SPARC performance "bug"
[I've submitted this as a bug report at bugs.sun.com. I'd be interested in comments however].
Compile the following code with Sun Studio Express 2006-06, with
"-fast -xarch=v9b -xia" (on an UltraIIICu arch). (I require -xia because
this in interval based code, but it doesn't seem to affect the results).
[code]
#include <algorithm>
#include <cmath>
#define MIN_MAX_MAG 4
#if MIN_MAX_MAG == 1
void min_max_mag(double& x, double& y) {
if (fabs(x) > fabs(y))
std::swap(x, y);
}
#elif MIN_MAX_MAG == 2
void min_max_mag(double& x, double& y) {
if (fabs(x) > fabs(y)) {
double t = x;
x = y;
y = t;
}
}
#elif MIN_MAX_MAG == 3
void min_max_mag(double& x, double& y) {
double x_ = x;
double y_ = y;
bool do_swap = fabs(x) > fabs(y);
if (do_swap)
x_ = y;
if (do_swap)
y_ = x;
y = y_;
x = x_;
}
#elif MIN_MAX_MAG == 4
void min_max_mag(double& x, double& y) {
double x_ = x;
double y_ = y;
if (fabs(x) > fabs(y)) {
x_ = y;
y_ = x;
}
y = y_;
x = x_;
}
#elif MIN_MAX_MAG == 5
void min_max_mag(double& x, double& y) {
double x_ = x;
double y_ = y;
if (fabs(x) > fabs(y))
x_ = y;
if (fabs(x) > fabs(y))
y_ = x;
y = y_;
x = x_;
}
#endif
void add_error(double x, double y, double& r, double& e) {
r = x + y;
min_max_mag(x, y);
double t = y - r;
e = x + t;
}
[/code]
All the versions of min_max_mag have the same "result".

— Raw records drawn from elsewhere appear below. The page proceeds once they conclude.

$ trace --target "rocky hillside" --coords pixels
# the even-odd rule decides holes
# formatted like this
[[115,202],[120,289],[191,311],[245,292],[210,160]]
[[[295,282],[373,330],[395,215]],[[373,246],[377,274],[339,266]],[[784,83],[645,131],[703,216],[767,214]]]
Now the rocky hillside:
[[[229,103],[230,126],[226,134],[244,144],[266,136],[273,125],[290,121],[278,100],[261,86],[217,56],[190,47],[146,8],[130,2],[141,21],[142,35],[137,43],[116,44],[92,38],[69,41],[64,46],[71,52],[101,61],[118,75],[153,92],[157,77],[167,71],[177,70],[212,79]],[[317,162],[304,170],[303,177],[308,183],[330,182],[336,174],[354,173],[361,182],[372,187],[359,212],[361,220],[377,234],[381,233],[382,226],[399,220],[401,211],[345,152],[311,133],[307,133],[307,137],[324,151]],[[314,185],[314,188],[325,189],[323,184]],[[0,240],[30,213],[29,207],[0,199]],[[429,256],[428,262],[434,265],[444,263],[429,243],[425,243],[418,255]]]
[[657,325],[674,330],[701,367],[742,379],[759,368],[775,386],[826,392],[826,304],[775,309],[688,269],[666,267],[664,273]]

It's just that using MIN_MAX_MAG 1 and 2 the compiler produce code that
uses branches whereas MIN_MAX_MAG 3, 4 and 5 uses move-on-condition
(fmov* %fcc*) instructions.
"Should" be compiler be generating move-on-condition instructions for
MIN_MAX_MAG 1 and 2? (where "should" is hard to quantify)
(Note: using Sun Studio 11, only MIN_MAX_MAG 5 had move-on-condition
instructions (although interestingly only when inlined into add_error, not
in min_max_mag itself); the others (3 and 4) had branches.
I'm glad to see there's some improvement that will be available in SS12)
It is interesting comparing the resulting output from SSE 2006-06 using
MIN_MAX_MAG 3, 4 and 5. They are subtly different when I believe they
should be the same.